Common criteria of judgment: the case of “anti-racism” videotapes
January 4, 2009 Canadian Politics, Islam and the West, Political Correctness 1 CommentBy Dalwhinnie
Thanks to Girl on the Right. Original contest rules here.
The Department of Citizenship and Immigration is holding a contest for people to send a videotape whose purpose is to stop racism.
About the Racism. Stop It! National Video Competition
Your video will be judged by a jury of professionals based on:
- Effectiveness and creativity in the communication of the Racism. Stop It! message.
- Production quality. Even if your idea is brilliant, no television station participating in this initiative will be able to use it for public broadcast if your images or sound are unclear.

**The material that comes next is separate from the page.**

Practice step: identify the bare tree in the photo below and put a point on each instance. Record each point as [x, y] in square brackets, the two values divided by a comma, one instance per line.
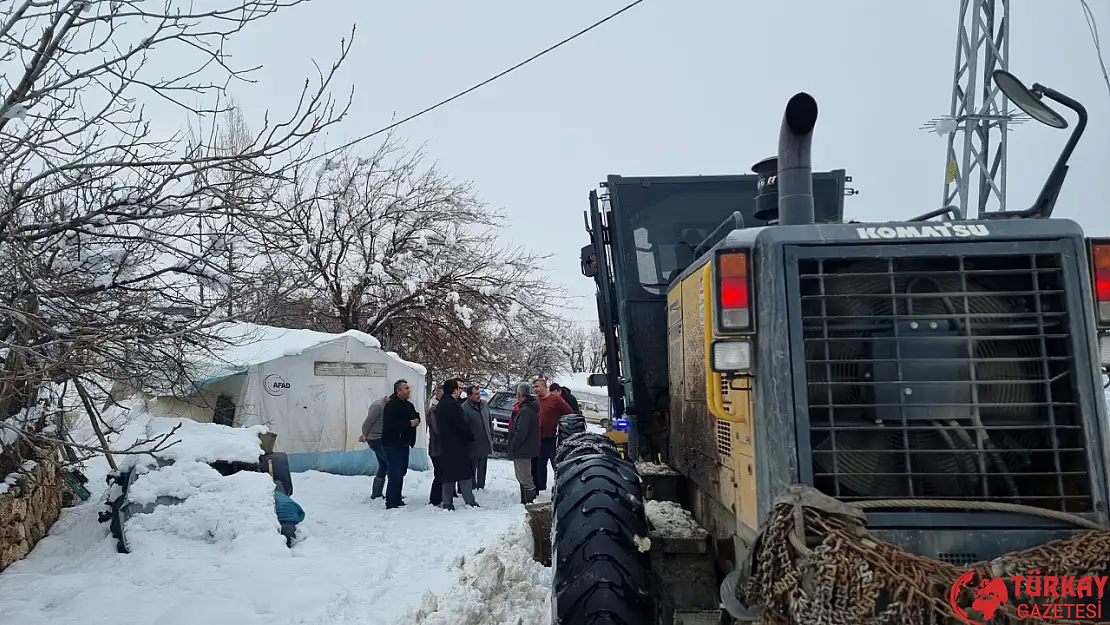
[393, 247]
[100, 253]
[583, 348]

- Sticking to the rules. Your video must:
and so forth.
The department is to be congratulated on its very un-PC insistence that the contestants must stick by rules. No talk here of overturning the hegemony of the phallocentric western-European white rule-abindingness with various forms of feminist third-worldy unintelligible discourse. No sirree! To be judged, the contestants must submit to actual stated criteria, applicable to all.
Is it not ironic that when Canadians criticize Islamic political behaviour in Canada they do so on the same basis, that the laws of Parliament and the rules of Canadian society apply equally to everyone? Shades of the Herouxville Declaration!
And that they are criticized for being “racist” when they do so. Yet when actual judgments have to be made about videotapes, relatively straight-forward marking criteria have to be used in order to create a sufficiently common set of products subject to judgement. You cannot compare a haiku to a sonnet, though each are valid expressions of culture.
So I say to Citizenship and Immigration, the same process of reasoning applies to judging people as it does to judging vieotapes. There has to be agreement about common standards. And this agreement is neither racist nor wrong in any sense. Other societies might have different standards, and so be it. But this Canadian society has a standard of behaviour, which is not to be messed with for the purpose of adapting us to immigrants, but rather them to us.
The fact that this kind of contest is still being held in a Conservative regime is a sure sign that the government has not yet sufficiently purged the bureaucracy.